Do you feel like you value yourself (have confidence; are happy with your life, etc.)?

  • Yes

    Votes: 5 45.5%
  • No

    Votes: 7 63.6%

  • Total voters
    11

FezMan76

Fapstronaut
I've noticed recently, becoming stronger and stronger, the distaste for myself that I had starting to rise up from where I thought I'd buried it within myself.
This self-hatred that I lied to myself about having gotten rid of, I've noticed, is what keeps bringing back my insecurities. For example, I've been insecure about my weight recently (which is only a concern because of sports), about my lack of real strong friendships or relationships at the moment, about my jokes and conversation topics not being good enough, etc.
Now that I come to think of it, this is something that I guess I've had before I even discovered pornography.
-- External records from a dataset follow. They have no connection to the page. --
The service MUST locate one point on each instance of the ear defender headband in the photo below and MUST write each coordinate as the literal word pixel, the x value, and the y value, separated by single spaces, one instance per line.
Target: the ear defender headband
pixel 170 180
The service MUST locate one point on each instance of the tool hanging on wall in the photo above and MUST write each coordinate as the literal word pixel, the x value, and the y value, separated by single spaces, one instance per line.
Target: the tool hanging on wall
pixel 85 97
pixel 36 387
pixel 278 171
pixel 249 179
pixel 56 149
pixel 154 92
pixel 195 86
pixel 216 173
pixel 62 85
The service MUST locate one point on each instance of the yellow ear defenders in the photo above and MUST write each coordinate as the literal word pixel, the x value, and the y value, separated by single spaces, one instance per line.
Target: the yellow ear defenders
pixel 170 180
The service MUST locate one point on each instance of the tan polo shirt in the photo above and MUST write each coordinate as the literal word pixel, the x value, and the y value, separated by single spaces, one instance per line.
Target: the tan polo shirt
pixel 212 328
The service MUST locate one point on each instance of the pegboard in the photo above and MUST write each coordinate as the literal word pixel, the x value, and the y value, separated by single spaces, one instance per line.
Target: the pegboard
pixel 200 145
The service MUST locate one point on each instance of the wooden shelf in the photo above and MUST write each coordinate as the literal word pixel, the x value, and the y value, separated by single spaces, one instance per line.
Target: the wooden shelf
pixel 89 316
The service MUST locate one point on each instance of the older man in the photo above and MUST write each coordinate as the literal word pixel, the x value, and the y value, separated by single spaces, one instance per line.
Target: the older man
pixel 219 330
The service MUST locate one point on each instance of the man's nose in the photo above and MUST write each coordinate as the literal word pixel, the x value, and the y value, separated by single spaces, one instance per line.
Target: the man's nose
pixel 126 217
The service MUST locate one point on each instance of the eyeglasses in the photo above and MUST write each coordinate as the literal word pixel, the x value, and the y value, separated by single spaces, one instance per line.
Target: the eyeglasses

When I was younger I used to put down my own accomplishments because I thought that being too proud would inflate my ego and turn me into a terrible person. I also did and still worry a lot about living up to my own standards of perfection and those of my family. I also never liked how I looked.
These issues have always been persistent in myself, and are now stronger than ever within me. This is the part that I can blame porn for, since watching it and indulging in endless pleasure void of any real meaning kept bringing me back to an ever lonelier, more depressed state every time I did it and every time the types of porn I watched escalated in intensity, which led to my inaction in these areas of life, such as getting my ass in shape, making new relationships with people, etc. I wasted years of my life because of the addiction and severely harmed the few close bonds that I still had, both which I am now trying to recover.
I don't want to go into a big ramble about how I suffered and I'm victim to the world, but rather, I want to speak about how I've been a victim to my own mentality that puts me down even when I accomplish good things and has put me down even further because of PMOing, completely decimating all value left in myself. Whenever something goes bad my insecurities arise and snowball, causing my mind to react negatively and my behavior to become more defensive.
I'm deeply aware of the other things in my life that I need to fix, but it's like my mind is fighting against myself at times, which can be a burden when trying to overcome challenges. I guess the question that I want to ask is: How do I learn to value myself? I think that it is an important thing to know in order to not give up in tasks, and especially to not fall into the traps of PMO again.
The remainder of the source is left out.